Molecular Variability of TLS - CHOP Structure Shows No Significant Impact on the Level of Adipogenesis: A Comparative Ultrastructural and RT-PCR Analysis of 14 Cases of Myxoid/Round Cell Liposarcomas

Abstract

A specific TLS-CHOP fusion gene derived from the t(12;16) is present in at least 95% of myxoid/round cell liposarcomas (MLS). Rare cases of MLS show a variant t(12;22) translocation, resulting in EWS-CHOP fusion gene. The CHOP gene encodes a leucine-zipper transcription factor, which is implicated in both oncogenic transformation and inhibition of adipogenesis. To examine whether the molecular variability of TLS-CHOP or EWS-CHOP fusion transcript structure is associated with the degree of inhibition of adipogenesis, a comparative ultrastructural and RT-PCR-based analysis of 14 MLS was performed. The specimens consisted of 9 primary, 2 locally recurrent tumors, and one representative sample each from 3 patients with multifocal soft tissue metastases. Histologically, there were 8 high-grade and 6 low-grade MLS using 5% round cell (RC) component as the cutoff point. By RT-PCR assay there were 13 cases with TLS-CHOP fusion transcripts: 7 cases of type 5-2 (known as type II), 4 cases of type 7-2 (known as type I),1 case of type 8-2 (known as type III), and 1 unique case of type 6-2.The remaining 1 case showed an EWS-CHOP fusion transcript. Ultrastructural examination revealed that tumor cells were composed of a moderate-to-predominant proportion of well-formed lipoblasts in 4 cases, while in 6 cases such lipoblasts were very scant.The remaining 4 tumors were arrested in the stage of transitional cells.
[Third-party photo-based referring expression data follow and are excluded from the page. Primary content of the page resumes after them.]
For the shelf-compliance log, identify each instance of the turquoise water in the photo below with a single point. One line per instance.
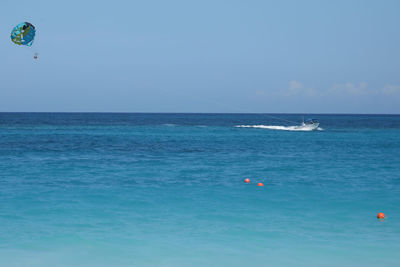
(168, 190)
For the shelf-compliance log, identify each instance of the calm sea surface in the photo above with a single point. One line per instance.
(168, 190)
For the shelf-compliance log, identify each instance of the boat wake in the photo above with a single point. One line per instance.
(281, 128)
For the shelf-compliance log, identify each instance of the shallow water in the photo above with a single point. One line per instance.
(167, 190)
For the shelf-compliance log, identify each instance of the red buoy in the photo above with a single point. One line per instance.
(381, 215)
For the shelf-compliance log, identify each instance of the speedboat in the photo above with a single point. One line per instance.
(311, 124)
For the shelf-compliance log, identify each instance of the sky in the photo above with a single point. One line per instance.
(202, 56)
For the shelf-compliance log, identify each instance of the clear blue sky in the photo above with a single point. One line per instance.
(203, 56)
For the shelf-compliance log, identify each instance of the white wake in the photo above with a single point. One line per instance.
(282, 128)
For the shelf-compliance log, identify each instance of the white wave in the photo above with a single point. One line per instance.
(279, 127)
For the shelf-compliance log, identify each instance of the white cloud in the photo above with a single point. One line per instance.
(391, 89)
(350, 88)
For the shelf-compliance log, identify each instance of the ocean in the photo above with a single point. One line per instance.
(132, 189)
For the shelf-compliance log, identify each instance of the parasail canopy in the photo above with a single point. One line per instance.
(23, 34)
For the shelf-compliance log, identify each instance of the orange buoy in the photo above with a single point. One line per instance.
(381, 215)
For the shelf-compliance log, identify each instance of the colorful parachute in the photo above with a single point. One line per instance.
(23, 34)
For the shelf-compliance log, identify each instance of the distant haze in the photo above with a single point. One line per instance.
(202, 56)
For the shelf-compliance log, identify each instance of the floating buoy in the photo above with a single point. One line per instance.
(381, 215)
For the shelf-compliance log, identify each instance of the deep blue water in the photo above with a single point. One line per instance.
(167, 190)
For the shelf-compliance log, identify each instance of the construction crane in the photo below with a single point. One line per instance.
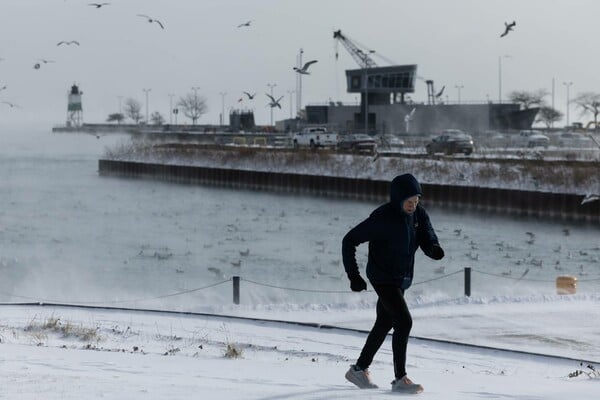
(361, 57)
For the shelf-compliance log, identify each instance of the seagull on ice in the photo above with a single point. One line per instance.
(68, 43)
(589, 198)
(304, 69)
(274, 103)
(151, 20)
(508, 27)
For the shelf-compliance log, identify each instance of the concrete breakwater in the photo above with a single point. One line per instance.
(505, 201)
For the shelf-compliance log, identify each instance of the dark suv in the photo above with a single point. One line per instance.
(451, 141)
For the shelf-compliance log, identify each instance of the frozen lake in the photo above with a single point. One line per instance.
(69, 235)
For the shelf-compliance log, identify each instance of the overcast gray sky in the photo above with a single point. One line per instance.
(453, 42)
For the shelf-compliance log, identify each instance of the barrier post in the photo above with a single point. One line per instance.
(468, 281)
(236, 290)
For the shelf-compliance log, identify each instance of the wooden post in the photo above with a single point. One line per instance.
(468, 281)
(236, 290)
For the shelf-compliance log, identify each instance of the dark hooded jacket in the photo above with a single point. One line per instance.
(393, 237)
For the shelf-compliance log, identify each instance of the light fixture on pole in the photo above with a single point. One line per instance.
(147, 91)
(290, 92)
(458, 87)
(500, 76)
(568, 85)
(222, 119)
(271, 85)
The heterogeneity of TLS-CHOP fusion transcript showed no apparent impact on adipogenesis, since both TLS-CHOP type I and II cases could randomly display various levels of lipoblastic differentiation. Furthermore, the 4 cases without definite lipoblasts showed no preference for any specific fusion variants and consisted of one each of TLS-CHOP subtypes. In addition, the fusion transcript variants did not correlate with other ultrastructural features, such as the presence and amount of glycogen, mitochondria, rough endoplasmic reticulum, vimentin-like intermediate filaments, and external lamina. However, there appeared to have a trend suggesting the predilections of glycogen particles and vimentin-like intermediate filaments in primitive mesenchymal cells and/or transitional cells. These findings cannot substantiate the hypothesis that the molecular variability of fusion transcripts has a biological impact on adipogenesis of MLS, and other factors might be implicated in their level of differentiation.